High-Resolution Rapid Refresh Prediction of Tornadic Supercells in the U.S. Southern Plains During May 2013
The HRRR is run hourly out to fifteen forecast hours over a domain covering the entire conterminous United States using initial and boundary conditions from the hourly-cycled RAP and is available in real-time to operational forecasters in both the private and public sectors. The hourly updating HRRR forecasts provide a measure of forecast likelihood in the form of run-to-run consistency that can be translated into probabilities of a particular weather hazard using a time-lagged ensemble with neighborhood spatial and temporal filters of diagnostic fields.

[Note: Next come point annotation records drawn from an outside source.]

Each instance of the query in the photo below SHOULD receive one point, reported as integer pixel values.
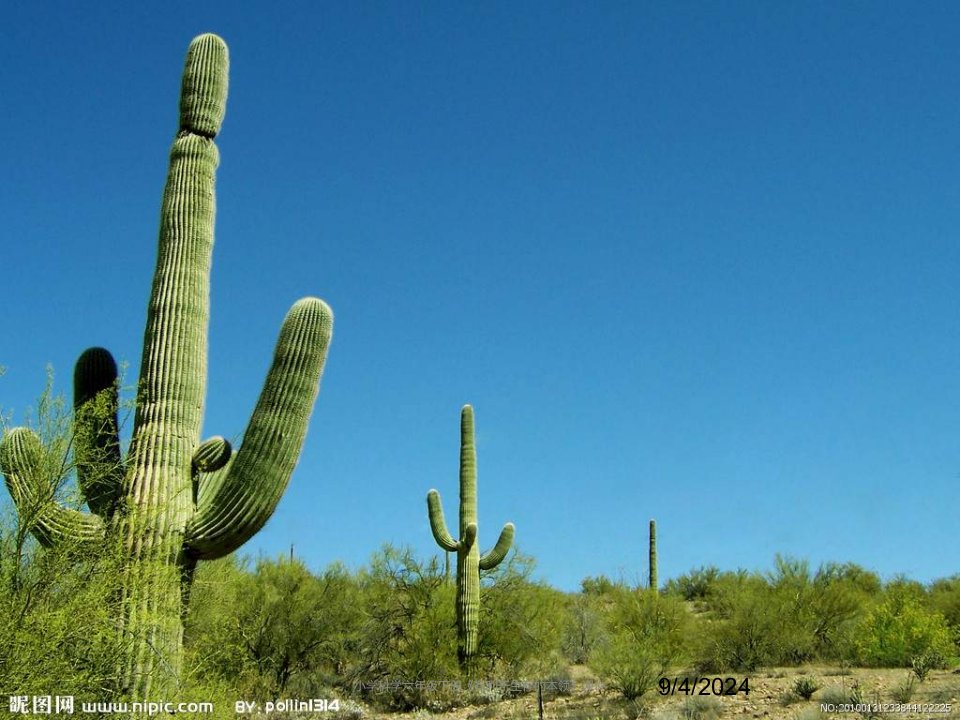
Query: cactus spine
(653, 555)
(469, 560)
(175, 500)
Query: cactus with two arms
(469, 560)
(174, 500)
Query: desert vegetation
(383, 638)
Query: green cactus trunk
(653, 555)
(469, 560)
(175, 500)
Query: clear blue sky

In this presentation we will evaluate HRRR forecasts of several tornadic supercell events that occurred in the southern plains of the U.S. in May of 2013 with significant impacts to communities such as Granbury, Texas on 15 May; Shawnee, Oklahoma on 19 May; Moore, Oklahoma on 20 May; and El Reno, Oklahoma on 31 May. In this evaluation we will focus on both deterministic and probabilistic HRRR forecasts. We will present both HRRR reflectivity and updraft-helicity fields as measures of forecasted convective structure to highlight the skill of the deterministic forecasts in accurately identifying regions of observed supercells.
We will also evaluate the model-forecasted local environmental kinematic and thermodynamic parameters including vertical wind shear in the lowest kilometer, low-level storm-relative helicity, most unstable parcel level, lifting condensation level and CAPE/CIN to determine the potential to discriminate between non-tornadic and tornadic supercells in the HRRR forecasts. We will synthesize both the explicitly forecasted supercell structures and the forecasted local environmental information in a time-lagged ensemble to produce an hourly probabilistic estimate of the tornado potential across regions containing numerous supercells. These probabilistic estimates will be compared with the observed tornado reports to determine the accuracy of the hazard estimation in both location and time.